Linden Lab: Second Life-Macher suchen neue Geschäftsfelder

Die virtuelle Welt Second Life hat in den ersten Jahren des neuen Jahrtausends regelmäßig für Aufsehen gesorgt. In den letzten Jahren ist es jedoch ruhig um die 3D-Welt im Internet geworden. Jetzt gaben die Macher von Second Life, Linden Lab bekannt, dass man neue Geschäftsfelder erobern will.

Zwar sind die Nutzerzahlen bei Second Life nach Angaben der Betreiber stabil, doch die Konkurrenz durch andere, vergleichbare Plattform oder durch soziale Netzwerke wie Facebook ist groß. Darum will Linden Lab jetzt auch auf neue Produkte setzen, jenseits von Second Life. Das Unternehmen hat dazu das Computerspiel-Studio Little TextPeople aufgekauft.

Little TextPeople ist spezialisert auf textbasierte Spiele. Die von der Firma entwickelte Künstliche Intelligenz will sich Linden Lab für die Entwicklung eigener Produkte zu Nutze machen. So soll laut Linden Lab Vorstandschef Ron Humble „eine neue Art von digitaler Unterhaltung“ entstehen, „die den Roman zu einer Erfahrung zum miteinander geteilten Storytelling modernisiert.“

Wie genau das aussehen wird, verrät Ron Humble nicht – vielleicht ist man bei Linden Lab aber auch einfach noch nicht so weit. Denkbar wäre neben der Entwicklung neuer Spiele auch, dass die KI von Little TextPeople auch in Second Life einfließen wird.

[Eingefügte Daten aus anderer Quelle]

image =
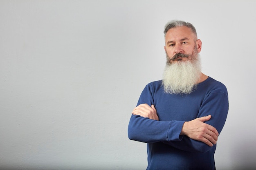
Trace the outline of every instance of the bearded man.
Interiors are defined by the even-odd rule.
[[[147,143],[147,170],[215,170],[228,111],[227,88],[203,74],[202,42],[191,24],[168,23],[163,79],[147,85],[132,112],[130,139]]]

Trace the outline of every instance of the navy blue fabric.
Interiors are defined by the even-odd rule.
[[[146,86],[137,105],[154,104],[159,121],[132,115],[128,127],[129,139],[147,143],[147,170],[215,170],[216,145],[205,144],[180,135],[183,124],[211,115],[205,123],[220,133],[228,111],[227,88],[209,77],[189,94],[164,93],[162,81]]]

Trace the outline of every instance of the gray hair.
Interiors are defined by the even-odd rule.
[[[196,30],[195,28],[189,22],[186,22],[183,21],[173,20],[171,21],[165,25],[164,27],[164,38],[167,31],[171,29],[176,28],[178,26],[185,26],[190,28],[193,33],[195,34],[195,38],[197,39],[197,34],[196,33]]]

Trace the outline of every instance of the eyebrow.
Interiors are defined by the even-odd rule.
[[[184,40],[189,40],[189,38],[187,38],[186,37],[185,37],[184,38],[183,38],[182,39],[181,39],[180,40],[180,41],[183,41]],[[174,42],[173,41],[168,41],[167,42],[167,44],[169,44],[169,43],[172,43],[173,42]]]

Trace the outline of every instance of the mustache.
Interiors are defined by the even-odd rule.
[[[191,55],[189,54],[182,54],[182,53],[177,53],[173,57],[169,59],[169,60],[174,61],[178,58],[188,58]]]

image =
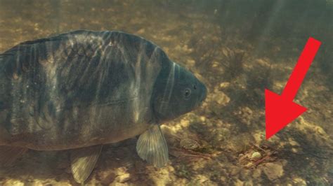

Der Analyst Anthony Mullen ist nicht nur überzeugt, dass der Kauf von Little TextPeople eine sinnvolle Ergänzung für Linden Lab ist, sondern auch, dass Second Life und vergleichbare 3D-Welten eine Zukunft haben. Die Entwicklung von Second Life dürfte Linden Lab auf keinen Fall einstellen. Mit zunehmend besserer Technik werden auch die Grenzen, die virtuellen Welten gesetzt sind immer weiter und die Möglichkeiten immer größer.